Die Fraktion wird dem Antrag der Mehrheit zustimmen und die Minderheits- und Einzelanträge ablehnen.

Stahl Jürg (V, ZH): Ich habe bereits bei der Diskussion über Artikel 41b die wichtigsten Elemente dargestellt und darauf hingewiesen: Das ist natürlich in einem Gesamtkontext zu sehen. Wir haben ja die verschiedenen Modelle in der Kommission ausgiebig diskutiert, und wir müssen natürlich schon zur Kenntnis nehmen, dass es Veränderungen braucht. Wir wollen diese auch. Das hat die Kommission ganz deutlich dargelegt und gefordert. Aber wenn es nun Veränderungen gibt und wir da wieder einzelne Elemente herausbrechen und alles abschwächen, dann ist natürlich das Gesamtkonzept an sich gefährdet.
Die SVP-Fraktion unterstützt hier die Mehrheit. Das Modell, das die Kommissionsmehrheit vorschlägt, scheint uns ein Modell zu sein, bei dem die Beteiligten gleich lange Spiesse haben, dies im Gegensatz zum Antrag der Minderheit Goll, die der Ärzteschaft eigentlich wesentlich mehr Spielraum und Kompetenzen geben will. Das scheint uns falsch zu sein. Dieser Minderheitsantrag verwässert das ganze Konzept der Managed-Care-Vorlage.

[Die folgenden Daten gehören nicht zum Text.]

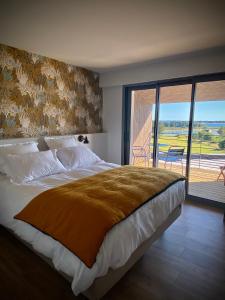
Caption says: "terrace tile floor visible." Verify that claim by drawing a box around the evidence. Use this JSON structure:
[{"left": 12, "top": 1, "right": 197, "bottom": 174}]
[{"left": 135, "top": 159, "right": 225, "bottom": 203}]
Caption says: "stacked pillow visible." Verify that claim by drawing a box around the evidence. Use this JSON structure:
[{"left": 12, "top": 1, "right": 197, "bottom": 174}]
[
  {"left": 0, "top": 137, "right": 101, "bottom": 184},
  {"left": 44, "top": 137, "right": 77, "bottom": 149},
  {"left": 0, "top": 142, "right": 39, "bottom": 174}
]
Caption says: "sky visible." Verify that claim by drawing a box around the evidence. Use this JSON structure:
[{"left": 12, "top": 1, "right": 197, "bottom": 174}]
[{"left": 159, "top": 101, "right": 225, "bottom": 121}]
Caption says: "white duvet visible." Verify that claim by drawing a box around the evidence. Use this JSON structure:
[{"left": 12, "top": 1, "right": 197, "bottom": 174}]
[{"left": 0, "top": 162, "right": 185, "bottom": 295}]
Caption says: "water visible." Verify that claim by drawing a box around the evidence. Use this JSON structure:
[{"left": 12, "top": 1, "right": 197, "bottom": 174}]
[
  {"left": 161, "top": 122, "right": 225, "bottom": 136},
  {"left": 203, "top": 122, "right": 225, "bottom": 127}
]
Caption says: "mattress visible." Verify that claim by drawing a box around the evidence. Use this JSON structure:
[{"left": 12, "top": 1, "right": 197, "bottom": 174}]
[{"left": 0, "top": 161, "right": 185, "bottom": 295}]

Bei den Details in Absatz 3 und Absatz 4, welche die Minderheit streichen möchte, ist es für uns von der SVP-Fraktion wichtig, dass wir klare Grundsätze und klare Rechtsgrundlagen haben, damit auch vertragliche Vereinbarungen umgesetzt und garantiert werden können, nicht zuletzt auch im Sinne des Patienten. Wir dürfen ja nicht vergessen, es geht hier primär um den Patienten, und der ist darauf angewiesen, dass bei der Organisation, von der er behandelt wird, diese rechtlichen Voraussetzungen geschaffen werden können.

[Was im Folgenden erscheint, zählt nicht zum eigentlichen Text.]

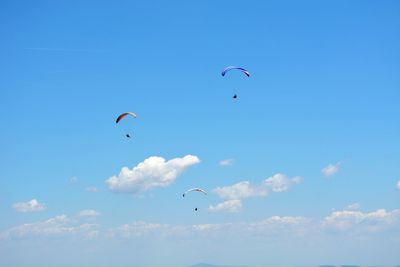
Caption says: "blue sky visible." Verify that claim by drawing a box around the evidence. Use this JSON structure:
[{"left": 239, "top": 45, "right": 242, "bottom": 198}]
[{"left": 0, "top": 1, "right": 400, "bottom": 267}]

Wir haben ja alle sehr viele Briefe bekommen, nicht zuletzt auch im Zusammenhang mit diesem Artikel und der Budgetmitverantwortung. Noch ein Wort dazu: Wir müssen natürlich klar sehen, dass Veränderungen auch immer zu Verunsicherungen führen. Aber wenn wir nicht bereit sind, für Veränderungen einzustehen, dann werden wir in den nächsten zehn Jahren, wenn das Departement jeweils im Oktober die Prämien bekanntgibt, das leidige Gejammer nicht verhindern können. Da braucht es halt bei allen Beteiligten Bereitschaft zu Veränderungen, insbesondere auch bei den Leistungserbringern. Die müssen zur Kenntnis nehmen, dass wir bereit sind, hier etwas zu ändern. Wir müssen ihnen Verantwortung übergeben, aber eben auch Partizipation und ökonomische Zugeständnisse von ihnen fordern.

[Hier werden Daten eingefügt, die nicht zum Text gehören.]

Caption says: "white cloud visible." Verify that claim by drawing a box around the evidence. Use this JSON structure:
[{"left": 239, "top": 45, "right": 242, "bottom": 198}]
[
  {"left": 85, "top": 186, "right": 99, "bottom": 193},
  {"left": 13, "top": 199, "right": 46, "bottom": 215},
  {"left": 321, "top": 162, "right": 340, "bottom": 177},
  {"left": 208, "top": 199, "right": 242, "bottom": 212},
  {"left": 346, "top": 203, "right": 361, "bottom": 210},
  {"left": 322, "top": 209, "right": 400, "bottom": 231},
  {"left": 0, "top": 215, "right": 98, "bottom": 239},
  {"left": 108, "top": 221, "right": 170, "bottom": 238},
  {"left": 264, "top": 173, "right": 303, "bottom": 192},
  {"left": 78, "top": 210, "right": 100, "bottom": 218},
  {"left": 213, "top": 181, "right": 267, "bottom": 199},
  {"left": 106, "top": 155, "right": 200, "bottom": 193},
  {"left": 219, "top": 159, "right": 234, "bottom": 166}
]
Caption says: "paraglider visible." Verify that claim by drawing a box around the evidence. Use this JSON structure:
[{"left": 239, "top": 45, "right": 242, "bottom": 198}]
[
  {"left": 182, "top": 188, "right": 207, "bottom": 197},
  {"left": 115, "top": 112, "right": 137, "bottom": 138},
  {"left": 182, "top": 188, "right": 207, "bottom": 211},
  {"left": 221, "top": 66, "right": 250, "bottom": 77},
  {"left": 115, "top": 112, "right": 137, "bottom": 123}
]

Ich bitte Sie also namens der SVP-Fraktion, hier der Mehrheit zuzustimmen.
Noch ein Wort zu den Einzelanträgen: Den Antrag Füglistaller werden wir unterstützen. Es ist aus meiner Sicht nicht so, dass er die Innovation hemmt. Es ist wichtig, dass der Bundesrat hier Anforderungen festlegen kann. Diese Bestimmung ist aber keine Kernbestimmung und dieser Antrag kein Kernantrag.
Die beiden Anträge Prelicz-Huber lehnen wir ab.

Gilli Yvonne (G, SG): Ich spreche in meinem eigenen Namen und bitte Sie, alle Minderheits- und Einzelanträge abzulehnen und der Mehrheit zu folgen.
Artikel 41c ist ein Kernartikel, da er Managed Care definiert. Die Kunst einer jeden Gesetzgebung liegt einerseits in der genauen Erfassung der wichtigsten Eckpfeiler und andererseits in der Verhinderung einer Über- oder Unterregulierung. Ich verstehe den Wunsch, Qualitätsanforderungen und Spannweite der Budgetmitverantwortung gesetzlich zu sichern und kontrollierbar zu machen. Gutgemeinte, aber zu detaillierte und eventuell unnötige staatliche Interventionen könnten aber für die Entwicklung von Managed Care in der Schweiz zur Falle werden.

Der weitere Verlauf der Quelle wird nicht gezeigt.